Steps to obtain the precise source code of a webpage

Is there a way to download the exact source code of a webpage? I have tried using the URL method and Jsoup method, but I am not getting the precise data as seen in the actual source code. For example:

<input type="image"
       title="Independence Day Celebr..."
       alt="Independence Day Celebr..." 

The 'style' attribute in this tag is not being detected by the Jsoup code. Additionally, when downloading using the URL method, the style tag gets changed into a border=""/> attribute.

I have tried the following code:

URL url=new URL("");
InputStream is = url.openStream();  // throws an IOException
BufferedReader br = new BufferedReader(new InputStreamReader(is));
String line;
File fileDir = new File(contextpath+"\\extractedtxt.txt");
Writer fw = new BufferedWriter(new OutputStreamWriter(new FileOutputStream(fileDir), "UTF8"));
while ((line = br.readLine()) != null)
 InputStream in = new FileInputStream(new File(contextpath+"extractedtxt.txt";));
String baseUrl="";
Document doc=Jsoup.parse(in,"UTF-8",baseUrl);

Another method I attempted is:

Document doc = Jsoup.connect(url_of_currentpage).get();

I am trying to achieve this in Java for the website '' where this issue is happening.

Answer №1

The reason for the variation is likely a result of using a distinct user agent string - when you access the page through your browser, it transmits a user agent string containing information about the type of browser being utilized. Certain websites may display different pages based on the browser being used (e.g. mobile devices).

Try matching your browser's user agent string to see if that resolves the issue.

Answer №2

The download page has been altered by a javascript code, which cannot be executed by Jsoup, an html parser.

If you want to view the source code as it appears in Chrome, you can use one of these tools:

All three tools are capable of parsing and executing Javascript code within the page.

Answer №3

It seems like this solution would do the trick,

public static void main(String[] args) throws Exception {
    //Only use this if you are working with a proxy
    //System.setProperty("", "true");

    URL url = new URL("");

    HttpURLConnection connection = (HttpURLConnection) url.openConnection();
    connection.addRequestProperty("User-Agent", "Mozilla/5.0 (Windows NT 6.1; WOW64) AppleWebKit/537.36 (KHTML, like Gecko) Chrome/46.0.2490.86 Safari/537.36");
    BufferedReader bufferedReader = new BufferedReader(new InputStreamReader(connection.getInputStream()));

    String inputLine;
    while ((inputLine = bufferedReader.readLine()) != null)

Answer №4

Check out this useful function for fetching webpages. Use it to get the HTML String, then convert the String to a Document with JSOUP.

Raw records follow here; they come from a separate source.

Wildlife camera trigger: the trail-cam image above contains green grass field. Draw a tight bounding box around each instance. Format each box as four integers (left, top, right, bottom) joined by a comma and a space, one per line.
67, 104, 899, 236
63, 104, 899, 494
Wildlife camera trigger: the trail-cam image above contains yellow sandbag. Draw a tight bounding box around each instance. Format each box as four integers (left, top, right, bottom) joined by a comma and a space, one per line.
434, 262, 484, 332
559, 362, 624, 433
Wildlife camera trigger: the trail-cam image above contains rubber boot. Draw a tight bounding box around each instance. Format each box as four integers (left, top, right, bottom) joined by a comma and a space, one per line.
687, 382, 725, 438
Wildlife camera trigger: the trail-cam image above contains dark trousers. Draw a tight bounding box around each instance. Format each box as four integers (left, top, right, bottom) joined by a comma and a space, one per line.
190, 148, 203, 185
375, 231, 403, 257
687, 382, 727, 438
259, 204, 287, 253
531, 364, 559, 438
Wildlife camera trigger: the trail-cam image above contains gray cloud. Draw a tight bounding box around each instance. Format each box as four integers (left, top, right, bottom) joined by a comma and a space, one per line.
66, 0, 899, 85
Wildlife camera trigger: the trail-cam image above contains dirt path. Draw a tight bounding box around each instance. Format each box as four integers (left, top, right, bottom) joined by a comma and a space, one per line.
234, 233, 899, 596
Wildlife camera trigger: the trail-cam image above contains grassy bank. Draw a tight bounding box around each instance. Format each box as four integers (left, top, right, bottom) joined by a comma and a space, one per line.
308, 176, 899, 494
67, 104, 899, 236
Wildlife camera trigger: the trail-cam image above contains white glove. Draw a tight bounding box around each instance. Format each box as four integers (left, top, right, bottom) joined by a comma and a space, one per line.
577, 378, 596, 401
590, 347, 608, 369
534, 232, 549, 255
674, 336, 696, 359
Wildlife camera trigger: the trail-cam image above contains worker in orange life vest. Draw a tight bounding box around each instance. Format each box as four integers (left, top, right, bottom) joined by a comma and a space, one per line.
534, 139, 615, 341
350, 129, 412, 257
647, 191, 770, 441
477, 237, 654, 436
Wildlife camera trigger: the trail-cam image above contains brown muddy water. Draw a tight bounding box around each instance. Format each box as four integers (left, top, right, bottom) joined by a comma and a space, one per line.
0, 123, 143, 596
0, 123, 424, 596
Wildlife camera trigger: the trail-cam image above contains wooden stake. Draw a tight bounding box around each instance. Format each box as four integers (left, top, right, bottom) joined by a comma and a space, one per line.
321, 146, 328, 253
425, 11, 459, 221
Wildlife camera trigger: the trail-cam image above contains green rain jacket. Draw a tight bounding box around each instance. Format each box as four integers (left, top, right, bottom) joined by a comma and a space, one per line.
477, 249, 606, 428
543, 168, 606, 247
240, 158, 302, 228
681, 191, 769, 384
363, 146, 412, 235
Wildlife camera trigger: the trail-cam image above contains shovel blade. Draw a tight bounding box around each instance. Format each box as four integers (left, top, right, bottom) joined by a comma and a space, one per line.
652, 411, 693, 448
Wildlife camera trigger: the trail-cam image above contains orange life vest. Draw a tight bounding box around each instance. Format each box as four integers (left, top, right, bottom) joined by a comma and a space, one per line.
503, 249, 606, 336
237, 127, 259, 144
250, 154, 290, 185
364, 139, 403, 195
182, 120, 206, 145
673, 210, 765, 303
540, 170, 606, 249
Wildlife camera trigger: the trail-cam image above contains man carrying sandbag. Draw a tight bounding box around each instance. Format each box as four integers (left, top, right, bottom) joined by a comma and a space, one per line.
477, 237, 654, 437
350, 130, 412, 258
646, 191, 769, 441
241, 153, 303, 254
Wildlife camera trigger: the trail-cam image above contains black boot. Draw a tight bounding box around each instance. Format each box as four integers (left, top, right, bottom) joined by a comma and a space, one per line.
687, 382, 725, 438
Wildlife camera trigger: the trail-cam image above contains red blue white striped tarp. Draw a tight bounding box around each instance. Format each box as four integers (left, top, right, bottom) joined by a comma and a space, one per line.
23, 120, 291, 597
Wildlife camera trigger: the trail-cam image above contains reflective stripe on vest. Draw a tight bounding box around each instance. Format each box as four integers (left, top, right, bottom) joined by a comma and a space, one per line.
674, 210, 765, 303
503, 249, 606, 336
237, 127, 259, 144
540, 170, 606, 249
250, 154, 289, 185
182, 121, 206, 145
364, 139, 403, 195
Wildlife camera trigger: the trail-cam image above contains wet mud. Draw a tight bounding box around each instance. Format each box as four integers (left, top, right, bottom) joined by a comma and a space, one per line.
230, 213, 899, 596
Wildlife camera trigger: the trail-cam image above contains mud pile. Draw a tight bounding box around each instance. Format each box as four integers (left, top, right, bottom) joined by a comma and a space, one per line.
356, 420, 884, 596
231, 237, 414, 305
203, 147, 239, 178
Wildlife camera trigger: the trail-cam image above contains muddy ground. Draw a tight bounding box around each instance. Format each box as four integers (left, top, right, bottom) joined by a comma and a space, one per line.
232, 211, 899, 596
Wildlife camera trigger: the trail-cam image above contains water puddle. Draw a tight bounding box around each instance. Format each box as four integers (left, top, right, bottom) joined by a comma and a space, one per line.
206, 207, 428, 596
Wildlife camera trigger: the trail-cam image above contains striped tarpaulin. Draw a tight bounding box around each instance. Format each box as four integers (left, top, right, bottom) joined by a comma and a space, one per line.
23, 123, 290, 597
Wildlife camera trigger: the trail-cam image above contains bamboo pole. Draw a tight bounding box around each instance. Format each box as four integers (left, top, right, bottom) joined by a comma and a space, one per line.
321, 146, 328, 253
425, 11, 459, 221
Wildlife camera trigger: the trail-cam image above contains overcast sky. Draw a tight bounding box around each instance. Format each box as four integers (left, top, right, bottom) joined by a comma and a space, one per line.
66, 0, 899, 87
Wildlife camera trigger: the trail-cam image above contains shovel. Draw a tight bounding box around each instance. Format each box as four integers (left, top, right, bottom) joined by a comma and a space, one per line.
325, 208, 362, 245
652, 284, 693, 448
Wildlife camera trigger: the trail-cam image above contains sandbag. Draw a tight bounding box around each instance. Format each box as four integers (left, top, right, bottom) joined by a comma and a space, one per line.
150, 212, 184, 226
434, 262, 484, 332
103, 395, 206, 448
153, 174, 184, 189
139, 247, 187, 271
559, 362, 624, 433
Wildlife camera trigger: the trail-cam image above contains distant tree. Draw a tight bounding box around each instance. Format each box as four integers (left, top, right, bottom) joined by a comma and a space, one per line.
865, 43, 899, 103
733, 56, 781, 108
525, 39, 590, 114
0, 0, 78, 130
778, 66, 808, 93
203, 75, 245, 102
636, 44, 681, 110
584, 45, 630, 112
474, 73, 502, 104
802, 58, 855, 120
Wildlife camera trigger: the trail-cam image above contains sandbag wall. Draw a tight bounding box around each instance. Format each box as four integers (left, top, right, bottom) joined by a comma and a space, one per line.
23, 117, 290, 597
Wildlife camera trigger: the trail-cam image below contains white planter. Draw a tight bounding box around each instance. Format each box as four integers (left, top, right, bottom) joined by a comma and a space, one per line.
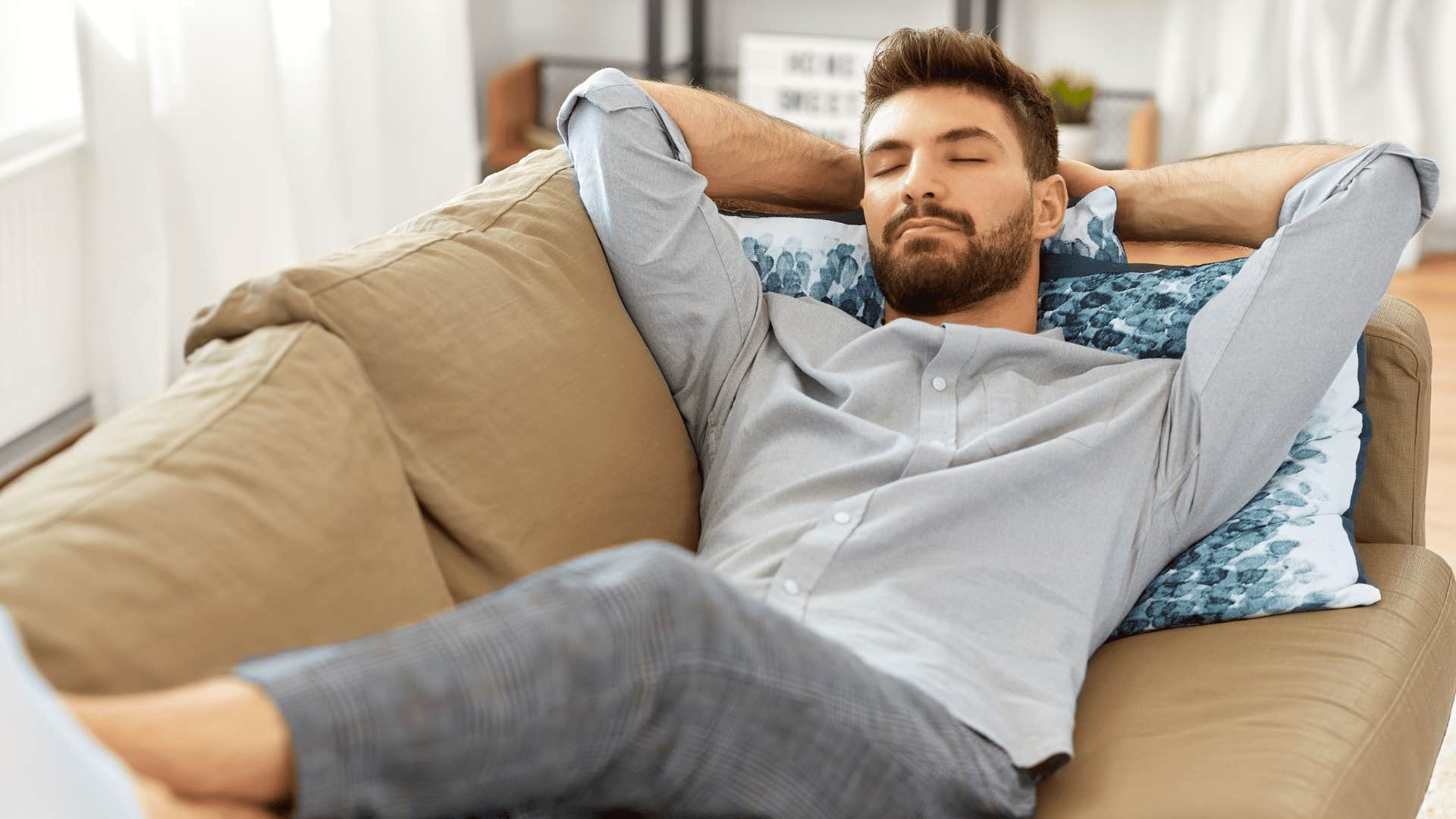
1057, 124, 1097, 162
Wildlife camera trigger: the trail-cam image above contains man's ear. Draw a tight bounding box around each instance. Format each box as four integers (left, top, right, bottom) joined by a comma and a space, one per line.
1031, 174, 1067, 242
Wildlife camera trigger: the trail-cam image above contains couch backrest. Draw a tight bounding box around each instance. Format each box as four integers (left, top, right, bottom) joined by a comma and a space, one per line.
185, 147, 701, 601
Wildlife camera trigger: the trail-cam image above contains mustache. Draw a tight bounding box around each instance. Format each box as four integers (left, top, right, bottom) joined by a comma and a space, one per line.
883, 201, 975, 245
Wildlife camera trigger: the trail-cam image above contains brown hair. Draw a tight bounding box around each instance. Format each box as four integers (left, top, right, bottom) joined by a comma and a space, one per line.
859, 27, 1057, 179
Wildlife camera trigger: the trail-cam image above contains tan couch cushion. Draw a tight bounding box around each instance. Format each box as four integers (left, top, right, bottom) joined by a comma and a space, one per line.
1037, 544, 1456, 819
1356, 296, 1431, 547
0, 324, 451, 694
187, 147, 701, 599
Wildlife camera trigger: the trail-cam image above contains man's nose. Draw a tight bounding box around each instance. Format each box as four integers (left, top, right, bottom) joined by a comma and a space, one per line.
900, 155, 945, 202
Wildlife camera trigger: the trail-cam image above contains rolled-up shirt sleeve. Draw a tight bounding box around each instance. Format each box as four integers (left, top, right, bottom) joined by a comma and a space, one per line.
556, 68, 763, 459
1156, 143, 1439, 549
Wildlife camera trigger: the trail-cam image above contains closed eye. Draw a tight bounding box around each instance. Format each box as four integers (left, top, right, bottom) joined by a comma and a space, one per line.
874, 158, 986, 177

public static String fetchPage(String urlFullAddress) throws IOException {
//      String proxy = "";
//      int port = 8080;
        URL url = new URL(urlFullAddress);
        HttpURLConnection connection = null;
//      Proxy proxyConnect = new Proxy(Proxy.Type.HTTP, new InetSocketAddress(proxy, port));
        connection = (HttpURLConnection) url.openConnection();//proxyConnect);

                "Mozilla/5.0 (iPad; U; CPU OS 3_2 like Mac OS X; en-us) AppleWebKit/531.21.10 (KHTML, like Gecko) Version/4.0.4 Mobile/7B334b Safari/531.21.10'");
        connection.setReadTimeout(5000); // set timeout

        connection.addRequestProperty("Accept", "text/html,application/xhtml+xml,application/xml;q=0.9,*/*;q=0.8");
        connection.addRequestProperty("Accept-Language", "en-US,en;q=0.5");
        connection.addRequestProperty("Accept-Encoding", "gzip, deflate");
        connection.addRequestProperty("connection", "keep-alive");
        System.setProperty("http.keepAlive", "true");

        BufferedReader in = new BufferedReader(new InputStreamReader(connection.getInputStream()));

        String urlString = "";
        String current;
        while ((current = in.readLine()) != null) {
            urlString += current;

        return urlString;   

If you encounter issues with the JSOUP Parser, consider using . It parses HTML as-is, without correcting errors.

A couple of other things I observed: You forgot to close fw. Replace UTF8 with UTF-8`. For extensive CSS parsing, try a CSS-Parser

Answer №5

When retrieving a webpage through the use of http, the web server typically presents the source in a specific format; accessing the exact source code of a php file is not possible via http. From what I understand, the only method to achieve this is by utilizing ftp.